I’m still a fairly conventional person. I’m not naturally inclined to the truly unconventional lifestyle of Jerry and the band (particularly in their early days), and its hardcore followers. But, I can definitely give at least partial credit to them for influencing the choices I have made that were outside the norm.
Today, they continue to inspire me to explore the possibilities for that next great unconventional experience, and for that I am, indeed, grateful.
Note: This entry is courtesy of John Shaski, a friend from Franklin & Marshall College. ‘Ski and I were super fortunate in that we got to see the band tour Europe together in October 1990. Today, Ski and his family live in The ABQ, where he works in food waste recycling.
“He really had no equal.”
Thus commented Bob Dylan on the passing of Jerry Garcia in the late summer of 1995. I could read Dylan’s considered line a few different ways, but what strikes me is how unassuming Jerry was, both on and off the stage.
Jerry Garcia Life Lesson #6: Be Kind
I recall moments, not uncommon, with Jer’ layin’ out, standing outside the spotlight, strumming rhythm, searching for the most appealing complimentary chords. Not just turning the rudder over to another musician but putting a shoulder to the effort. The star toning it down, creating “space” in his composition, then encouraging some other artist to grab the opening and run with it, jazz style.
Another example from an otherwise unsatisfying show — where the open musical canvas that was most Grateful Dead shows had to be prettied-up and chopped into segments, as guest after guest paraded to the stage for a cameo — was the Rainforest Benefit at Madison Square Garden. September 24, 1988. Suzanne Vega was center stage, head bowed, strumming chords on an acoustic guitar. She waited for the downbeat, the cue for her to begin the arranged progression and set the tempo with the first verse of lyrics. Then, there was that awkward moment when the band, and then the audience recognized that the cue was missed. A smirk. A few knowing glances. No problem. This is show business. Play it off and wait for the downbeat again.

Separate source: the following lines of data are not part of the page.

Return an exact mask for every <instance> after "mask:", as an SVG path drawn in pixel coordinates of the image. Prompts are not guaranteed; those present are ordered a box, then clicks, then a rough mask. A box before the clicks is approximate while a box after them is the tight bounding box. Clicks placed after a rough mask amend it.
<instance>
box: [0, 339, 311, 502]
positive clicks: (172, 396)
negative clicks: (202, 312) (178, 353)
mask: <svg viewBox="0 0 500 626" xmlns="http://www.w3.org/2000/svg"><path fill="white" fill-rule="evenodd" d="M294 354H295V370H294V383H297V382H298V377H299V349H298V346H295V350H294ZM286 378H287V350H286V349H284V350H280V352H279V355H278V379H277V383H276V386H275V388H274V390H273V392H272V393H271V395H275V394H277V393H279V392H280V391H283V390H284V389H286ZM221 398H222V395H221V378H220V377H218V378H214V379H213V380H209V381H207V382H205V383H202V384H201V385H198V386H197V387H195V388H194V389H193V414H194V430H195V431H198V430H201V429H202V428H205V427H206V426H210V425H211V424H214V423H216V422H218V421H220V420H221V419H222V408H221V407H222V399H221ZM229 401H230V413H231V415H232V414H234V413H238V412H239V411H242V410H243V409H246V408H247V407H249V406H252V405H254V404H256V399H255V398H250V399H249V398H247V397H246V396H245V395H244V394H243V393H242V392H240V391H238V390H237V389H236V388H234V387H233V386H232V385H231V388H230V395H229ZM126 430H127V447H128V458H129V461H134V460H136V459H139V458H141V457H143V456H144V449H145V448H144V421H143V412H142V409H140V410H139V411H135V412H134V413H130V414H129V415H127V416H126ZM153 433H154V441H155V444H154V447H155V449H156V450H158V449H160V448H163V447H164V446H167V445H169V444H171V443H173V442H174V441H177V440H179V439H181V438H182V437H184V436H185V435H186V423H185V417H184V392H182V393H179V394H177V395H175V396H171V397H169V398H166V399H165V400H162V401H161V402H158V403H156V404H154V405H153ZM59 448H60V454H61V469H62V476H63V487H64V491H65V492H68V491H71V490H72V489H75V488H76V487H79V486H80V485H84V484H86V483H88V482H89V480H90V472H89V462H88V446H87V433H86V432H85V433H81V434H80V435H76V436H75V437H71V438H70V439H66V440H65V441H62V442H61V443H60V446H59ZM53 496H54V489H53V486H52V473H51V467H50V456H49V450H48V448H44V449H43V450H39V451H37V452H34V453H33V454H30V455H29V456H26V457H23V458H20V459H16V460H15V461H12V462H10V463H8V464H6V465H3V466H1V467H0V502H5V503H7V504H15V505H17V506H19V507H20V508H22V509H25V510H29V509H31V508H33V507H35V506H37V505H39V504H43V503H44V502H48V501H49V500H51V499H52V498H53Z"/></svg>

But Vega missed it again. Oops. Strike two. Tension was creeping in. Will she or won’t she handle the pressure of the moment? Then, right when he was needed, Jerry worked his simple magic. Garcia leaned forward with his head slightly cocked, eyebrows raised, searching for Vega’s eye. She met his gaze, smiled and…viola! He rocked the neck of his guitar gently forward and fingerd the chords. She picked it up, found the one, and was once again herself, with a helping hand from Jerry.
Dylan also said, “To me, he wasn’t only a musician and friend, he was more like a big brother who taught and showed me more than he’ll ever know.”
Action from humility and compassion has always been natural for me. Yet, sometimes our cultural cues cause us to worry whether a bolder, more self-centered attitude is not more productive. Jerry knew that to be a false premise. And his influence, always bordering on HUGE, was consistently collaborative, whether leading the sprawling ensemble that was the Grateful Dead through uncharted musical territory or sitting on a couch backstage, waving a lit cigarette about and contributing to some journalist’s interview.
It’s no exaggeration to say all of the great rewards of my life including my marriage, my children and my work owe their value and meaning to the concept of relationship. Relativity. Reflection. Teamwork. Community. Family. We!
Garcia knew the way, shedding light, never to master. I for one am eternally grateful for his guidance and all that he provided, musically of course, but also in the way he carried himself. Jerry was confident and secure in his gift, which helped him become the humble but effective leader that he was.